- Нет, папа, спасибо, но я подумала, что лучше я и
правда дома останусь. Завтра воскресенье, пойдем куда-нибудь все вместе, мы
Андрюшке давно обещали в зоопарк сходить. А потом в кафе-мороженое. Хорошо?
- Хорошо, конечно, - в голосе отца послышалось
облегчение. - Андрюшка будет рад. И мы с мамой тоже, давно мы никуда всей
семьей не выбирались. Когда ты придешь?
- Попозже. Я на дне рождения. Вы не волнуйтесь, не
ждите меня, здесь совсем близко, и меня проводят.
- Кто? - отец снова заговорил строго, даже
требовательно.
- Да здесь полно ребят, папуля, весь наш бывший класс.
Элла врала легко и уверенно, даже сама от себя такой прыти
не ожидала.
- Ну ладно, - он окончательно успокоился.
Она вернулась на кухню, где Назар уже растапливал масло на
сковороде и резал толстыми ломтями «Любительскую» колбасу.
- Как дела? - спросил он, не оборачиваясь.
- Позвонила домой, сказала, что никуда не поеду.
- От сердца оторвала? - насмешливо бросил Назар. - С
кровью выдавила из себя отказ?
- Ты знаешь, как ни странно, нет. Все было легко, как
будто только так и может быть. Я даже удивилась.
Он повернулся к ней, в одной руке нож, в другой - круглый
аппетитный ломоть темно-розовой с белыми кружочками жира колбасы, и неожиданно
запел немного скрипучим высоким голосом:
А я по улице иду как хочу,
А мне любые чудеса по плечу,
Фонари свисают - ешь, не хочу,
Как бананы в Сомали.
Элла расхохоталась весело, от души.
- Это что еще за классика русского романса?
- Никогда не слышала?
- Нет.
- Ну вот, а туда же, авторская песня, гитара, костры…
Слушай, пока я добрый:
У окна стою я, как у холста,
Ах, какая за окном красота!
Будто кто-то перепутал цвета,
И Неглинку, и Манеж,
А над Москвой встает зеленый восход,
А по мосту идет оранжевый кот,
И лоточник у метро продает
Апельсины цвета беж…
Потом они вместе жарили колбасу, промывали макароны кипятком
и пели хором про «кожаные куртки, сброшенные в угол», про атлантов, которые
«держат небо на каменных руках», и про товарища Парамонову, которая, как
известно, в это время пребывала за границею.
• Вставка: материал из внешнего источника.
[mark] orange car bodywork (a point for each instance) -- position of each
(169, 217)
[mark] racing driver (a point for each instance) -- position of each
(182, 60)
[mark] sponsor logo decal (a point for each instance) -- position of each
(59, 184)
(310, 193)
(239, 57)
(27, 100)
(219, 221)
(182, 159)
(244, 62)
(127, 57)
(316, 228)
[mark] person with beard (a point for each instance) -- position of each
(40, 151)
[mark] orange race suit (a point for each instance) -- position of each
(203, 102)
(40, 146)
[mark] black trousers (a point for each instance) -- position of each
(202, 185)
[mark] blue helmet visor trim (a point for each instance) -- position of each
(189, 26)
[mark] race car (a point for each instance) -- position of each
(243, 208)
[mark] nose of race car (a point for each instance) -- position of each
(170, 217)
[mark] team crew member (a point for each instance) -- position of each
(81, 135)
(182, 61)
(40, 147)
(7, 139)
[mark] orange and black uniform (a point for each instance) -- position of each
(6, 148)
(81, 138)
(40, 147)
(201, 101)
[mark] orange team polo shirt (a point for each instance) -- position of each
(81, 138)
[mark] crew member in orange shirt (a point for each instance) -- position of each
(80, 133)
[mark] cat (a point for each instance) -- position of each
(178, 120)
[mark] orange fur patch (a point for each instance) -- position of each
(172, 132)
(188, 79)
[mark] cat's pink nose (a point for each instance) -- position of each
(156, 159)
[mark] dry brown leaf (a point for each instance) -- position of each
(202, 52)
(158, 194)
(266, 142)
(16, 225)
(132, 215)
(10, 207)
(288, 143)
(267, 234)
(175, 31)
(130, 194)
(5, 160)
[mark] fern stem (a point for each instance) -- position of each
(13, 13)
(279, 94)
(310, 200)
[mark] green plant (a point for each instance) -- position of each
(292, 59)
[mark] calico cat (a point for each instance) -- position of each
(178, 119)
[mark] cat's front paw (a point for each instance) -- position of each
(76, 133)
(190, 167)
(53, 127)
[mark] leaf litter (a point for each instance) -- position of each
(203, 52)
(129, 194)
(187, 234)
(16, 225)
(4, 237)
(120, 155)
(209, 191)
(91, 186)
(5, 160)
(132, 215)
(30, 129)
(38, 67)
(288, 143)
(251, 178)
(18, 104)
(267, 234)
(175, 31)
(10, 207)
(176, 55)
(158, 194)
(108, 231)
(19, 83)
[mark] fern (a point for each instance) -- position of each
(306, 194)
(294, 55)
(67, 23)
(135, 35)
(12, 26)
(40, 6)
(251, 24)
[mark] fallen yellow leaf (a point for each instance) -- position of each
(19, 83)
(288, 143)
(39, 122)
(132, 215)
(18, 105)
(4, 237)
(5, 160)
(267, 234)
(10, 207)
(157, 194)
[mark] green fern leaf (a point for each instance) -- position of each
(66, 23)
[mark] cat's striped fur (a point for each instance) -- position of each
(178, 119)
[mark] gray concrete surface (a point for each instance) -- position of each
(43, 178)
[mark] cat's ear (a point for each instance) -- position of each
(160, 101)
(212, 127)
Потом они жадно и с удовольствием ели, потом Назар угощал ее
кофе, сваренным каким-то особым способом, потом в сумерках, не зажигая света,
снова пели все, что могли вспомнить. А потом как-то так получилось… Ну, в
общем, получилось. Элла в какой-то момент поняла, что очень этого хочет, и
когда оно случилось, была на седьмом небе от счастья.
А потом оказалось, что уже почти одиннадцать часов и нужно
идти домой. Назар проводил ее до подъезда, на прощание легонько сжал ее плечо,
и она, очумевшая от случившегося, окрыленная и полубезумная, взлетела по
лестнице и вошла в лифт. И только дома вспомнила, что Назар ничего не сказал на
прощание и даже не попросил номер ее телефона.
Но это ничего, думала, засыпая, счастливая Элла, он знает, в
каком доме и в каком подъезде она живет, найти ее не составит труда, тем более
он же в милиции работает, свое имя и фамилию она ему назвала, так что нет
проблем. Уже завтра, ну в крайнем случае послезавтра он ей позвонит. Или даже
еще лучше - придет с огромным букетом цветов. Она познакомит его с родителями,
против такого кавалера они возражать не будут, взрослый парень, двадцать три
года, высшее образование, лейтенант милиции, не обормот какой-нибудь.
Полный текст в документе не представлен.